Teachers and school principals have been passive scapegoats for years now. The misuse of education data by sloganeering state leaders creates false impressions about the quality of teachers and principals, and this is especially painful and unfair when the mainstream media just parrots the slogans, without bothering to check into real education problems that exist at the state level.

This scapegoating of teachers and principals flows from the widely accepted but grossly oversimplified premise that standardized test scores are the accurate way to assess performance of teachers and principals. As Orwell tried to teach us, two plus two does not equal five - unless you're under the spell of institutionalized disinformation.

Do all patients follow doctor's orders and get better? Do all clients divulge all relevant information to their attorneys? Of course not.

Patients and clients vary, even as mature, thoughtful adults. Imagine then how students vary. They vary by motivation, by home life, by ability levels at various growth stages, by parental support, by reading resources at home, by nutrition, health, emotional well-being, and other factors beyond the school's control. Poverty, for instance, makes a huge difference.

Pretending students are a statistically uniform sample, as Florida does, defies logic. Worse, it encourages lawmakers to continue avoiding responsibility for the socio-economic conditions they helped create by using laws to constantly punish the poor while lavishing benefits on corporations that pull money out of the state. Perhaps somebody was asleep in economics 101?


Parents, teachers and principals across the country want more for their students than a test score. They want students to graduate and lead successful, self-sufficient, productive lives. They want students to be smart consumers, informed voters, clear thinkers, and life-long learners. They want to change schools for the better, to create systems of learning that make sense in the world today.

And it's not as if education lacks visionaries who know how to make this change. One of the brightest bulbs, Marion Brady, says "If education policymakers in Tallahassee and Washington knew what they were doing, instead of demanding national standards and tests keyed to a curriculum generated in an era long past and no longer relevant, they’d be calling for an emergency national conference to rethink what’s being taught, and why."

What's being taught, and why. These are the real challenges facing public education, and they can't be measured by filling in bubbles on a scoresheet, or blaming principals and teachers because poor students can't quickly and easily overcome the massive obstacles society places in their path.

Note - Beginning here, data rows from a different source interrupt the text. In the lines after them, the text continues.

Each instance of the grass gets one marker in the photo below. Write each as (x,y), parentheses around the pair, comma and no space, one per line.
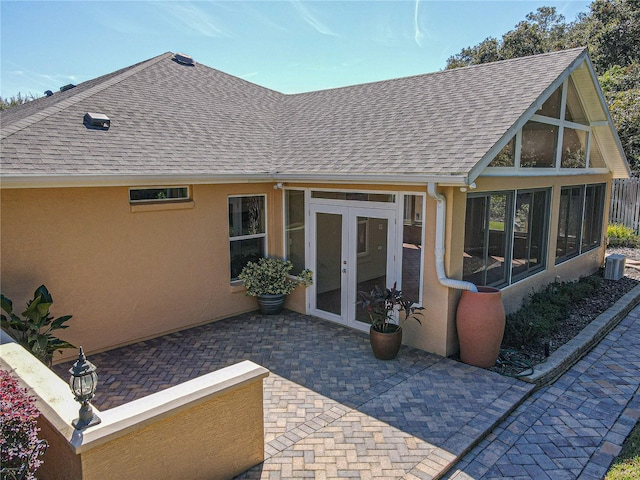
(627,465)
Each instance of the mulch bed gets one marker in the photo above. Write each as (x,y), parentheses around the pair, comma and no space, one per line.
(583,313)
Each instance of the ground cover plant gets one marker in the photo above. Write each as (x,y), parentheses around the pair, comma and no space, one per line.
(19,444)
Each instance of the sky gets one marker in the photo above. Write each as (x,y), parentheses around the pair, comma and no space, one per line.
(287,45)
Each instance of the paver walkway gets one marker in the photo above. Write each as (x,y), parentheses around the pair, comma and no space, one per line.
(333,411)
(573,428)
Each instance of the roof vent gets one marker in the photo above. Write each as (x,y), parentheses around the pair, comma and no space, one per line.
(184,59)
(97,121)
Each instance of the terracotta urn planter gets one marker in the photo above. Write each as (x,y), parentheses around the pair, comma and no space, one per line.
(385,346)
(480,321)
(271,304)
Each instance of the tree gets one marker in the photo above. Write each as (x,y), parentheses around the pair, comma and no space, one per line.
(611,31)
(541,32)
(19,99)
(621,86)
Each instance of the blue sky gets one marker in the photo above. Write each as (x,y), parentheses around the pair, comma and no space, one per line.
(289,46)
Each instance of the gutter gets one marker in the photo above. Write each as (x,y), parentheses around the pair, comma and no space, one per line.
(439,249)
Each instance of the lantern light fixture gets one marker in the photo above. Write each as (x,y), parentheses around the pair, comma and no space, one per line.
(83,383)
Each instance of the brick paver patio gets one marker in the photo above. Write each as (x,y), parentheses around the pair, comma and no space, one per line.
(331,409)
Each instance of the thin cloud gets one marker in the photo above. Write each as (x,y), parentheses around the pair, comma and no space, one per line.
(308,17)
(195,19)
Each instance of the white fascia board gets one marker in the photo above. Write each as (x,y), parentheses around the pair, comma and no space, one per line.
(66,181)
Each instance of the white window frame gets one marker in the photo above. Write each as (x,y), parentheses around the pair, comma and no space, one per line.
(248,237)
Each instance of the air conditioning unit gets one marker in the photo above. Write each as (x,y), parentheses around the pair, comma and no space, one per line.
(614,267)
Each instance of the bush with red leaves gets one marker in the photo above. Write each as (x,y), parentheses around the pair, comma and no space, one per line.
(19,439)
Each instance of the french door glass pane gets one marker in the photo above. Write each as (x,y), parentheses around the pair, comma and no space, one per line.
(371,261)
(294,227)
(328,262)
(412,247)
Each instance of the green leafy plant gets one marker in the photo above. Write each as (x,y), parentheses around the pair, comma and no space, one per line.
(540,316)
(270,276)
(619,234)
(33,331)
(383,306)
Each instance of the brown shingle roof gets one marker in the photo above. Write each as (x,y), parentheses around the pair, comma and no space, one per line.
(169,119)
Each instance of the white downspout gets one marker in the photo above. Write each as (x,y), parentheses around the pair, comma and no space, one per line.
(439,250)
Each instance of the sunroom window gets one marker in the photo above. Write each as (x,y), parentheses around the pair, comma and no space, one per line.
(505,236)
(580,220)
(247,231)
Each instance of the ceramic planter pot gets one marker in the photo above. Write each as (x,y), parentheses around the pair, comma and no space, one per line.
(271,304)
(385,345)
(480,321)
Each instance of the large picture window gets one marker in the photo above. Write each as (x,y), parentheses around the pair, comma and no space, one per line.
(247,231)
(505,236)
(580,220)
(593,211)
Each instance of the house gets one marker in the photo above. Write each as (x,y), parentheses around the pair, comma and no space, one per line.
(138,196)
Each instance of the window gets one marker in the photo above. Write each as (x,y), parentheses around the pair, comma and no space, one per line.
(538,145)
(505,236)
(158,194)
(486,242)
(294,228)
(593,211)
(506,156)
(247,231)
(412,259)
(580,220)
(569,223)
(530,233)
(557,136)
(574,149)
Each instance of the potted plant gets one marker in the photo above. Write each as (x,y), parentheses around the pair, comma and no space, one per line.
(270,282)
(388,310)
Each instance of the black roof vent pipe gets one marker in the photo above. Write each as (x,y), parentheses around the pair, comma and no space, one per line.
(184,59)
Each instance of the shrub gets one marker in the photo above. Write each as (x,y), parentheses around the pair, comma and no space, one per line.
(619,234)
(545,309)
(19,444)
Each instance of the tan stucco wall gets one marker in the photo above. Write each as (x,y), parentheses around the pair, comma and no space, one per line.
(128,276)
(189,444)
(125,275)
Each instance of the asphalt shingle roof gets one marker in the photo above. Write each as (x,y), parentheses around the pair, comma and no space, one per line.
(172,119)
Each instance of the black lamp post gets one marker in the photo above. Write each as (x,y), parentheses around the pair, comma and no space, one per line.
(83,383)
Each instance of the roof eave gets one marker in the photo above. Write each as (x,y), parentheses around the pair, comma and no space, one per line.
(67,181)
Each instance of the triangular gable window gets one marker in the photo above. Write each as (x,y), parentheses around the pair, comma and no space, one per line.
(551,108)
(574,111)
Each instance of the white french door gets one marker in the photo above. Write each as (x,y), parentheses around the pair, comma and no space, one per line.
(352,250)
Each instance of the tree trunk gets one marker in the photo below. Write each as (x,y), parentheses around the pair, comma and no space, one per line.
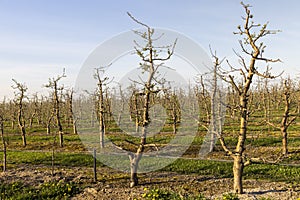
(133,171)
(61,138)
(284,142)
(238,167)
(74,127)
(4,147)
(23,133)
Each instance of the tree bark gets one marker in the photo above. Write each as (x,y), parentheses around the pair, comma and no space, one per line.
(4,146)
(238,168)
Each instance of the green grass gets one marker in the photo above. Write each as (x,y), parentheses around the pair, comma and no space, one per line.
(224,170)
(52,190)
(45,158)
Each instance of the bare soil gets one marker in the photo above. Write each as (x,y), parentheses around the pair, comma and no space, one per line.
(113,185)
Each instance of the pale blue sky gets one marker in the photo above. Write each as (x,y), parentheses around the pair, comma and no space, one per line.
(39,38)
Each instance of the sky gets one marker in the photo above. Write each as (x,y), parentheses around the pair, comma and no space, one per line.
(39,38)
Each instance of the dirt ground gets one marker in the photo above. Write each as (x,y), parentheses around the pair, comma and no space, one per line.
(114,185)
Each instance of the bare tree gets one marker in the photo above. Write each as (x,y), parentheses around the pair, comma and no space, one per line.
(287,118)
(19,102)
(100,104)
(69,107)
(151,62)
(53,84)
(254,50)
(3,139)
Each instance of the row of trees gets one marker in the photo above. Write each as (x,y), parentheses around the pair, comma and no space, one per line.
(251,93)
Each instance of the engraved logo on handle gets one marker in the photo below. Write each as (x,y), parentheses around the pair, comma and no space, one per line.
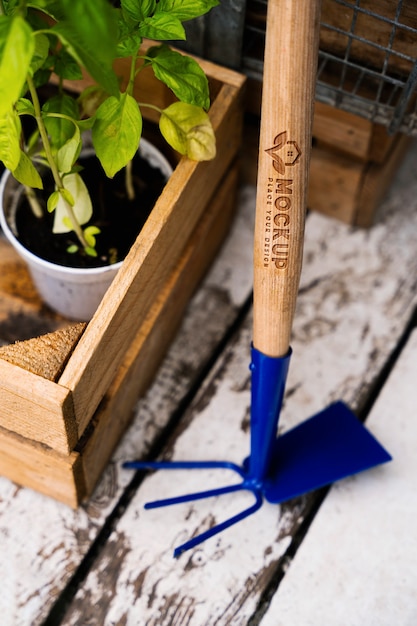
(284,152)
(279,199)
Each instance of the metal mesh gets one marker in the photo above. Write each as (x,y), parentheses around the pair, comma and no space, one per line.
(367,58)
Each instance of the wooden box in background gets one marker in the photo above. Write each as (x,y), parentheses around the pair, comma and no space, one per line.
(63,409)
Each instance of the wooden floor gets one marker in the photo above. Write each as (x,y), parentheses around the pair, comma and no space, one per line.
(346,556)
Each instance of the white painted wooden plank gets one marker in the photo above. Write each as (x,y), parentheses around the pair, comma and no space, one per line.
(358,563)
(43,542)
(353,306)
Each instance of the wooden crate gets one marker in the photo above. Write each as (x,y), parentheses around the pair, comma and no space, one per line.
(353,163)
(56,435)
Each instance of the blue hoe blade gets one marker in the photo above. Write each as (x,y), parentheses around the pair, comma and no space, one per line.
(329,446)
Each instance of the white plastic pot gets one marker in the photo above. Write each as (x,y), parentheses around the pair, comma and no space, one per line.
(72,292)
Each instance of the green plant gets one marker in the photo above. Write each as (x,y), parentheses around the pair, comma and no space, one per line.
(40,38)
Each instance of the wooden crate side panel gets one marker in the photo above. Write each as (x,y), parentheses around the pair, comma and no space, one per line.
(36,408)
(376,180)
(150,344)
(39,468)
(334,184)
(151,259)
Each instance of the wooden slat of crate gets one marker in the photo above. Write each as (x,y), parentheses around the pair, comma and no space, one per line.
(36,408)
(146,269)
(351,190)
(350,134)
(70,478)
(124,307)
(339,130)
(158,330)
(32,465)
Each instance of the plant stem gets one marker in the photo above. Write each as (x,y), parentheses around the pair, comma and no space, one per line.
(33,202)
(51,162)
(130,190)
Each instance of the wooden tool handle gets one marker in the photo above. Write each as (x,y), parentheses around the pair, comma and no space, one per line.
(290,65)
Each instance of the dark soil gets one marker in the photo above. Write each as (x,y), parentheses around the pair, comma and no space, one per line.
(118,219)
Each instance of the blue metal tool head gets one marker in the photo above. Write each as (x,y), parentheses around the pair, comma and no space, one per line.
(329,446)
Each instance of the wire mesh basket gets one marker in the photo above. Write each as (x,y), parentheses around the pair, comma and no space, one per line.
(367,58)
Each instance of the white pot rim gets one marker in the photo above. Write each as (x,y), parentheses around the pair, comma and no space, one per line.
(155,156)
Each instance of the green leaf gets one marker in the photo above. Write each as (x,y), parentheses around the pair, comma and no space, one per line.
(181,74)
(186,9)
(90,99)
(69,152)
(52,201)
(24,107)
(66,66)
(67,196)
(162,27)
(74,189)
(137,10)
(95,24)
(89,233)
(116,132)
(16,50)
(96,65)
(90,251)
(10,130)
(188,130)
(12,6)
(60,130)
(129,40)
(26,173)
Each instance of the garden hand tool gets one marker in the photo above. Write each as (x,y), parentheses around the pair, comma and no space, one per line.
(332,444)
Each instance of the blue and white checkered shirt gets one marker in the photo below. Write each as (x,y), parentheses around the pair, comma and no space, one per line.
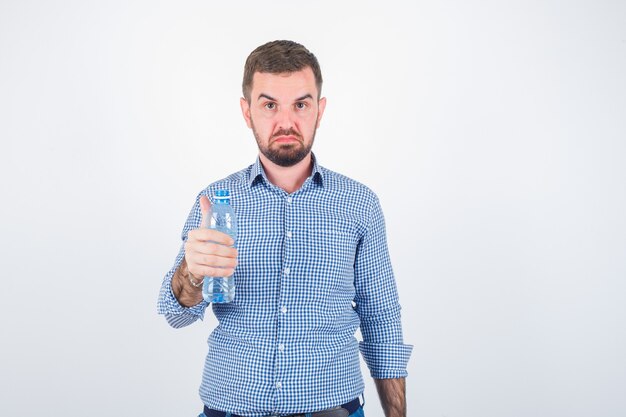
(313,266)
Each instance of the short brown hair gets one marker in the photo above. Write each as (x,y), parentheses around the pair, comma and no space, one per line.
(279,57)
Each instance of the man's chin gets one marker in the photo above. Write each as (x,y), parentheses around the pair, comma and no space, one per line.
(286,159)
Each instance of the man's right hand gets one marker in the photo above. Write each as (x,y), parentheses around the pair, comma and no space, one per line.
(207,252)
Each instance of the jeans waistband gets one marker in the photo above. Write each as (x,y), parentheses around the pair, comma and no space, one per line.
(351,406)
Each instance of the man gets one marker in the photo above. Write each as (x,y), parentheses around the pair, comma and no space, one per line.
(311,265)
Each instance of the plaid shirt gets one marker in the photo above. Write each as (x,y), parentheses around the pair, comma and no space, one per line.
(313,266)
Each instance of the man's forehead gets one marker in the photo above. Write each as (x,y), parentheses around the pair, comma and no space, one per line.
(297,84)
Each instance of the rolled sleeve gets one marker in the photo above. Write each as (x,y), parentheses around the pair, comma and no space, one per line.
(386,360)
(176,314)
(377,303)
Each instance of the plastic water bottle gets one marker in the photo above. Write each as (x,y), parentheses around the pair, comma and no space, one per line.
(221,217)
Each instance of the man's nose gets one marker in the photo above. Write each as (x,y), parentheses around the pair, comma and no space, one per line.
(285,118)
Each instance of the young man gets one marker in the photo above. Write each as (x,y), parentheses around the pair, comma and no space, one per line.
(311,266)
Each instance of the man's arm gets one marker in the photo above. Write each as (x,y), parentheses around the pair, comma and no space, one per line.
(392,394)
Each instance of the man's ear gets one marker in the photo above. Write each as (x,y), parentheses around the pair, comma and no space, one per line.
(245,111)
(321,105)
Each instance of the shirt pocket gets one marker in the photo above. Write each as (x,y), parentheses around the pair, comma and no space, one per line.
(330,257)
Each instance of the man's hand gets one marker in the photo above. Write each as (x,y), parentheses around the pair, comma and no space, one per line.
(392,396)
(207,252)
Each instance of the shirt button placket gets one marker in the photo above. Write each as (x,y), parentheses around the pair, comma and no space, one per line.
(281,361)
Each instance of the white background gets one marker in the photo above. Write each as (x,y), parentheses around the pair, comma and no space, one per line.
(493,132)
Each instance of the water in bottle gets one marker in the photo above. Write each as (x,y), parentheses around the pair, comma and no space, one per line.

The public deserves some context to go along with their education statistics. Some accuracy, and some apples-to-apples comparisons about the way school dollars get raised and spent in Florida. Florida PIRG is uniquely equipped to provide this important service.

I would like to see an ongoing report called SCHOOL WATCH, by Florida PIRG. I would read that regularly and I bet many attentive parents, teachers, and school leaders would read it, too.

Let facts cut through the spin. An ongoing watchdog report on school funds and education statistics would help keep policy-makers straight. Pressure from an informed public would help ensure school money gets spent wisely and well.

Education ranks as one of the critical public issues of the day, just as important as health care, transportation, pollution, and clean politics. Florida PIRG, please consider adding education to your package of issues. Sink your teeth in with characteristic power and precision.

Education needs a watchdog.

Mike Archer

1 comment:

  1. Passive scapegoats is an appropriate description. How do you speak out when your job is at stake? The minute a principal opens his or her mouth about the lack of fairness of the entire system of accountability, they are shipped off to Timbuktu as an AP or worse...a teacher! The system has a fail-safe button built in!